Democratic Rep. Carlos Mariani, of St. Paul, chairman of the House public safety committee and one of the top negotiators on the bill, agreed it didn’t go far enough but urged lawmakers to approve it anyway and to keep pushing for deeper change. He blamed the Senate GOP majority for blocking stronger action.

“This is a mighty bill,” Mariani said. “And yet as meaningful as all these provisions and more are, it also lacks, in my opinion, the necessary weight of accountability to respond to the persistent use of deadly force by licensed police officers that have produced a steady stream of killings of Black and brown people in Minnesota.”

Senate Republicans resisted stronger measures for months, saying they couldn’t support anything they regarded as anti-police. They put a higher priority on passing a $52 billion, two-year state government budget to replace the current budget, which runs out Wednesday night. Walz had signed eight of the big budget bills by Tuesday, but the public safety package was one of a few still needing approval ahead of the looming deadline.
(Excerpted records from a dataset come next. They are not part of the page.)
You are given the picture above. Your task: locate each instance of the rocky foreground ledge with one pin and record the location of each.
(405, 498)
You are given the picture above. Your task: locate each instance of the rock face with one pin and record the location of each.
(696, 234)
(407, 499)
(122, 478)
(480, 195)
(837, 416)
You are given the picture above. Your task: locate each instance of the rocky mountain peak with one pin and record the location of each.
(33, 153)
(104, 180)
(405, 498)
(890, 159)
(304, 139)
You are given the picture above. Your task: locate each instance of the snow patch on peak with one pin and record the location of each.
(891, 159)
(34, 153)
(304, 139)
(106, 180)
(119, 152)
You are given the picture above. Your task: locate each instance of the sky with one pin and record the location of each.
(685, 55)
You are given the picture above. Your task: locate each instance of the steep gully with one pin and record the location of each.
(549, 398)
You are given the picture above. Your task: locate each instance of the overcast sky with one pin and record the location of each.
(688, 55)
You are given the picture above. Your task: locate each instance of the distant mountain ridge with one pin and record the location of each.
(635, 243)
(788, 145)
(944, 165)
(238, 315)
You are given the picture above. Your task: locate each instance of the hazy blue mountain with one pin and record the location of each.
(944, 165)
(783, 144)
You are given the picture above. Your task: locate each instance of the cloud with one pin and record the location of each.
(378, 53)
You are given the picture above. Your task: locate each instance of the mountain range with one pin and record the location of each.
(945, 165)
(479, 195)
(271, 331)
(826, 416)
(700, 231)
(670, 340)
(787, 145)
The top Senate GOP negotiator, Warren Limmer, of Maple Grove, who chairs the judiciary committee, said during his chamber’s debate that Republicans weren’t willing to go further and that Democrats will just have to try again next year.
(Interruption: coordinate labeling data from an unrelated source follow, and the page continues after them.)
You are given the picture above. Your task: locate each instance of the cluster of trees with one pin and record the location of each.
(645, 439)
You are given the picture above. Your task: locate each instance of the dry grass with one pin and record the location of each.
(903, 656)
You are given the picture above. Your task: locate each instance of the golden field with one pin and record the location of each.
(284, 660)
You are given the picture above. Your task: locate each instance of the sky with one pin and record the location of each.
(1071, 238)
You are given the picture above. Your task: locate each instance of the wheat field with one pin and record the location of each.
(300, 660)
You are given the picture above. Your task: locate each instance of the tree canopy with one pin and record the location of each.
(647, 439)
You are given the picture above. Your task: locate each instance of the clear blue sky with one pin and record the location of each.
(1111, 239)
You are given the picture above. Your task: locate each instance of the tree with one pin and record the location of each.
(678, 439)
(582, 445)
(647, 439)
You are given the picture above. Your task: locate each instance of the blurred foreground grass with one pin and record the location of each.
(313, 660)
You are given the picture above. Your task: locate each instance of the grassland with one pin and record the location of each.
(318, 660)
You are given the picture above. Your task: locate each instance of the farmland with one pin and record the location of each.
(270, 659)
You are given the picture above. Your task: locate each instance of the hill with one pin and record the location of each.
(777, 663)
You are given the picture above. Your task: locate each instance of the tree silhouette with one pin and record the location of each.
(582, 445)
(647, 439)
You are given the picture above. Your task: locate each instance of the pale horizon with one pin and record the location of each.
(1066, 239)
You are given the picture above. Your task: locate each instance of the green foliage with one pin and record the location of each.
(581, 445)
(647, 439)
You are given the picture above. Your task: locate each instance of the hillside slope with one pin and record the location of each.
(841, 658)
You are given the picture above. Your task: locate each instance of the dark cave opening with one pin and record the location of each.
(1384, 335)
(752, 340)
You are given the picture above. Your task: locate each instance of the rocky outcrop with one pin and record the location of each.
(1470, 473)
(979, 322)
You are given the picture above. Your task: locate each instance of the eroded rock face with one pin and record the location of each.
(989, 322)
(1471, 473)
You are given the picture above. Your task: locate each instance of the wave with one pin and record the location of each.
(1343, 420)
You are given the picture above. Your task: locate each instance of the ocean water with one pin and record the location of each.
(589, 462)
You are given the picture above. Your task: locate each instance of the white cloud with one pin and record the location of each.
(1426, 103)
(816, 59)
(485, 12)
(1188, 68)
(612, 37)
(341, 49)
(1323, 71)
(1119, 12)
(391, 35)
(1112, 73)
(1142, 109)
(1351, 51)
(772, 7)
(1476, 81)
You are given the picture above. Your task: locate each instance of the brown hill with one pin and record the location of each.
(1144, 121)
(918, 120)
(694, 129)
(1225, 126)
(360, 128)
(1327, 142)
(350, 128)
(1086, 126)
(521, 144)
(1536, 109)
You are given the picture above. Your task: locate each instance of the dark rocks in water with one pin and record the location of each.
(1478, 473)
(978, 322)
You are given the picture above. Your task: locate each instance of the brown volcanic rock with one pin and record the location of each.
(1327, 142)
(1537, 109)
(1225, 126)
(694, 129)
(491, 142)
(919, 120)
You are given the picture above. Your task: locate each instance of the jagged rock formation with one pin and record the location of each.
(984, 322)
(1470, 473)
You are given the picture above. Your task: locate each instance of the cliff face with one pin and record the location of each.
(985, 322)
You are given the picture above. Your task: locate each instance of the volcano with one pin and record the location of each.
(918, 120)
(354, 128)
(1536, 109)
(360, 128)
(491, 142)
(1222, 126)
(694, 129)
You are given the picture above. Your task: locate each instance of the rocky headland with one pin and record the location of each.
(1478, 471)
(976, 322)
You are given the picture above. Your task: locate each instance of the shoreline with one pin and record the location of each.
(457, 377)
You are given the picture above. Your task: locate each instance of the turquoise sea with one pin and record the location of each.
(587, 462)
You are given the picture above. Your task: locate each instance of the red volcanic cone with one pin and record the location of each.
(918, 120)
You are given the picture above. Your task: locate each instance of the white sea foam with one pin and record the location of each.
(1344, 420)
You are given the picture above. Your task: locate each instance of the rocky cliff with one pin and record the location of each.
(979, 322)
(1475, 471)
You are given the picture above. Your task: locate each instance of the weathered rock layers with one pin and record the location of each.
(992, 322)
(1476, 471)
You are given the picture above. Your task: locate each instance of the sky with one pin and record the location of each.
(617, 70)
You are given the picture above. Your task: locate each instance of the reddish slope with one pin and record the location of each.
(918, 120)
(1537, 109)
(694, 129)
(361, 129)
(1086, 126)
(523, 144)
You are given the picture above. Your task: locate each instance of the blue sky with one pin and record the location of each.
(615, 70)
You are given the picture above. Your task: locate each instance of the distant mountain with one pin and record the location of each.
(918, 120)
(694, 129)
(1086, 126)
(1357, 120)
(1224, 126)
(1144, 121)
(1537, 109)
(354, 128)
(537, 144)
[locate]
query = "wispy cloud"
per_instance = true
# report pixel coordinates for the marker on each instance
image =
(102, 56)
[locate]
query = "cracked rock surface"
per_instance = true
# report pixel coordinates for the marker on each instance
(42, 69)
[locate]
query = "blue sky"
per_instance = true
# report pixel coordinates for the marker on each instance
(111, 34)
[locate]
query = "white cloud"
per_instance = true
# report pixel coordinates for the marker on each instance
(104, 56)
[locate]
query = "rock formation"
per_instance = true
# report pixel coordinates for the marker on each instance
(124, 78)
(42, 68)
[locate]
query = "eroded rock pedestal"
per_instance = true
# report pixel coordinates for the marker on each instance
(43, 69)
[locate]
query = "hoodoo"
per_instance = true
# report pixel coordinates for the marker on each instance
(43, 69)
“We are a divided government.” Limmer said. “And we come to some of these issues with various degrees of opposition. It’s been a rather difficult process to arrive at a common point. I believe we have, as far as we could go. And some of the issues that the House wants will have to be continue to be discussed.”
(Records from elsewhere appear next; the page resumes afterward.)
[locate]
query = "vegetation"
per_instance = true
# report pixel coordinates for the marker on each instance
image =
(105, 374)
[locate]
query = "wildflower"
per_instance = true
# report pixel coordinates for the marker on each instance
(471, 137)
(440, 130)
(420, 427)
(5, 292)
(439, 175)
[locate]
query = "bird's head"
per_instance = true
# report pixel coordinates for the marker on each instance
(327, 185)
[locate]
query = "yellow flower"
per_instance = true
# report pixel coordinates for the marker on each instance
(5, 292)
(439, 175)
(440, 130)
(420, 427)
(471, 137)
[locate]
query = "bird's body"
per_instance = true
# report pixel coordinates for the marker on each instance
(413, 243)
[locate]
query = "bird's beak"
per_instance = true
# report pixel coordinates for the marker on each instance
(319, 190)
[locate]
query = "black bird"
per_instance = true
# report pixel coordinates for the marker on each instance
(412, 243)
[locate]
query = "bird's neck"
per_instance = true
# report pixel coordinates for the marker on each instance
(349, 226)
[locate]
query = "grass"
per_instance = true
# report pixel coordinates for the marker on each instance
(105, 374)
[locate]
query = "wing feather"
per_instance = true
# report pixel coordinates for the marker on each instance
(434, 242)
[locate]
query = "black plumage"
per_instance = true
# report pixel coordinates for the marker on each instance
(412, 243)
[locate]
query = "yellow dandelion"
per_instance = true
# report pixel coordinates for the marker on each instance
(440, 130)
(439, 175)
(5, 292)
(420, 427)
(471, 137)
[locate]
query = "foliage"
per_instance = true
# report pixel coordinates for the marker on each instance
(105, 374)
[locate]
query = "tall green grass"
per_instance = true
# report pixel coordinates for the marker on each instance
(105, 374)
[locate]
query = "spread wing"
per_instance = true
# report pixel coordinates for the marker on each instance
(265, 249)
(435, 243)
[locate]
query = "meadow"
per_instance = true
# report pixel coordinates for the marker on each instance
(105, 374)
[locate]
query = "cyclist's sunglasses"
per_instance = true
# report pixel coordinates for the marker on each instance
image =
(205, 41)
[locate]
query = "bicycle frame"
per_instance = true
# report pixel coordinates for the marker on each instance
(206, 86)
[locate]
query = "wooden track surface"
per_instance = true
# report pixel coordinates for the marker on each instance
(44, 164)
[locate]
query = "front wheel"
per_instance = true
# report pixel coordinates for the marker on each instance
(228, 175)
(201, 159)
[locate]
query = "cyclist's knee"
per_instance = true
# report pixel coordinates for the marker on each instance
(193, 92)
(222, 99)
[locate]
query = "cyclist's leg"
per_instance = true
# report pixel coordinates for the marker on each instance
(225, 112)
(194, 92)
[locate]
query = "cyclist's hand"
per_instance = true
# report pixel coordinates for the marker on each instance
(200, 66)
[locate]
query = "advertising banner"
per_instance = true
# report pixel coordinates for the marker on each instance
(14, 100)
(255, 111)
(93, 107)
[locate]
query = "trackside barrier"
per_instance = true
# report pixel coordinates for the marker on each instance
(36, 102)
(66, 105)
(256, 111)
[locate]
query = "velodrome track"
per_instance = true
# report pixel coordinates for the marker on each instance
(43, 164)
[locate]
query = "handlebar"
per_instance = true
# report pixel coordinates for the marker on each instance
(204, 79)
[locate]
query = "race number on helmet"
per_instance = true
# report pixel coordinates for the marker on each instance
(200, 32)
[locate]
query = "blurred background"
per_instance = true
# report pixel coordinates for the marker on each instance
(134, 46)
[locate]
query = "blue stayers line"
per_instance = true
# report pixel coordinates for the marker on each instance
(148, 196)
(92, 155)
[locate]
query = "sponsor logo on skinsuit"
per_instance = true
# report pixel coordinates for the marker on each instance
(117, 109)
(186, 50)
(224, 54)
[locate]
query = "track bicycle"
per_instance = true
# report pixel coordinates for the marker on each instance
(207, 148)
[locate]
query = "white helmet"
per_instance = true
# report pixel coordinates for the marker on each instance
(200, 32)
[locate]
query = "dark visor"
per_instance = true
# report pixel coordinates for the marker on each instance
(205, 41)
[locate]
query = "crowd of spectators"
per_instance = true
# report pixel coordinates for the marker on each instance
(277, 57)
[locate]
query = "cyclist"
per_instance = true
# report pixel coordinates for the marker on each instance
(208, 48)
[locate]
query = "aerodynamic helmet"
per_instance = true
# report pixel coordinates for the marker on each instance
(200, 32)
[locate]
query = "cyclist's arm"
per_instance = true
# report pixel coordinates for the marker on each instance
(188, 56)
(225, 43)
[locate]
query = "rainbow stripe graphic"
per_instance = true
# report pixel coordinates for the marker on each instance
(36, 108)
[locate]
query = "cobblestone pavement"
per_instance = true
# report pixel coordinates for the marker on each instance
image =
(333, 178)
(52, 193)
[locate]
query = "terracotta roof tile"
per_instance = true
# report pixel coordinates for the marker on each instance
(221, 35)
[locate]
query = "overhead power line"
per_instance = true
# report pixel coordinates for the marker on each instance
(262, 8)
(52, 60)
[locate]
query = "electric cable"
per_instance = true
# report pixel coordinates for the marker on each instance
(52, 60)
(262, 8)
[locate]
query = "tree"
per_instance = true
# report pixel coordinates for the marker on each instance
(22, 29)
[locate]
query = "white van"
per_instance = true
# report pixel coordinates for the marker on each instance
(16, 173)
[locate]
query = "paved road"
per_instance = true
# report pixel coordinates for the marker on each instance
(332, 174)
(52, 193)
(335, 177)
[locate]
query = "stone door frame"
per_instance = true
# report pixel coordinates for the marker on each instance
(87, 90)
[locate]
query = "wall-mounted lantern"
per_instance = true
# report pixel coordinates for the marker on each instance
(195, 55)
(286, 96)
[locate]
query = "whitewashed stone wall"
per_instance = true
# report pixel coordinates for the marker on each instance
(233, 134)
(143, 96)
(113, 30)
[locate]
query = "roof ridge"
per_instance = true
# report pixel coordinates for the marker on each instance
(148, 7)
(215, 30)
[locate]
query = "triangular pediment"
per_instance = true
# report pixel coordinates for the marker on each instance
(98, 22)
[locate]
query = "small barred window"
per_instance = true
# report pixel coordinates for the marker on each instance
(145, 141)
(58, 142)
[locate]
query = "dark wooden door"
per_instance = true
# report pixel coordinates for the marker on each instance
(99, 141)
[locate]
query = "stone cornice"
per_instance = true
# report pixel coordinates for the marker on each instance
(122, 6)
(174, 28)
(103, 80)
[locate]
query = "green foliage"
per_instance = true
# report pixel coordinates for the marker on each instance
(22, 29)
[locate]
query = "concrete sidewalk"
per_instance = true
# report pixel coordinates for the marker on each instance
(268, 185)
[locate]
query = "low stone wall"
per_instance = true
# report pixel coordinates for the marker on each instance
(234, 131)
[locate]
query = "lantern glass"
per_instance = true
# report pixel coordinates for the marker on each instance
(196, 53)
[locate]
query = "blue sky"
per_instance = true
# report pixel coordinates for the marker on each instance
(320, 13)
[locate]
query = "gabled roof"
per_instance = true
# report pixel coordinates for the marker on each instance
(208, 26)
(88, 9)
Lawmakers planned to reconvene later Wednesday to pass two remaining budget bills and complete its special session.

Walz imposed some changes via executive order on Monday, including $15 million for violence prevention programs and allowing families of people killed by officers from state law enforcement agencies such as the State Patrol to view the body camera video within five days.

More than a dozen protesters gathered in the Capitol rotunda ahead of the debate to urge the House to reject the compromise and pass tougher measures. They included Courteney Ross, who was Floyd’s girlfriend and testified in Chauvin’s trial.

“We want the House to reject it and try again,” said protest organizer Toshira Garraway, founder of Families Supporting Families Against Police Violence. “We are in a state of emergency. This isn’t a situation where we can wait another year so more people can end up dead.”

Garraway’s fiancé, Justin Teigen, a Black man, was found dead in a recycling bin after fleeing from St. Paul police in 2009, in circumstances that remain in dispute. She said in an interview that activists’ priorities for additions included lifting the statute of limitations for wrongful death lawsuits against police and mandating that families of people killed in confrontations with police get to see body camera video within 24 to 48 hours. She warned that another police killing could lead to the kind of unrest and destruction that erupted after Floyd’s death.

“We need to understand that if police don’t start being held accountable for their actions, and the hurt and the harm that they’ve committed against the community, if the state doesn’t start holding these officers accountable, it’s going to get bad for everybody because people can only take so much pain,” Garraway said.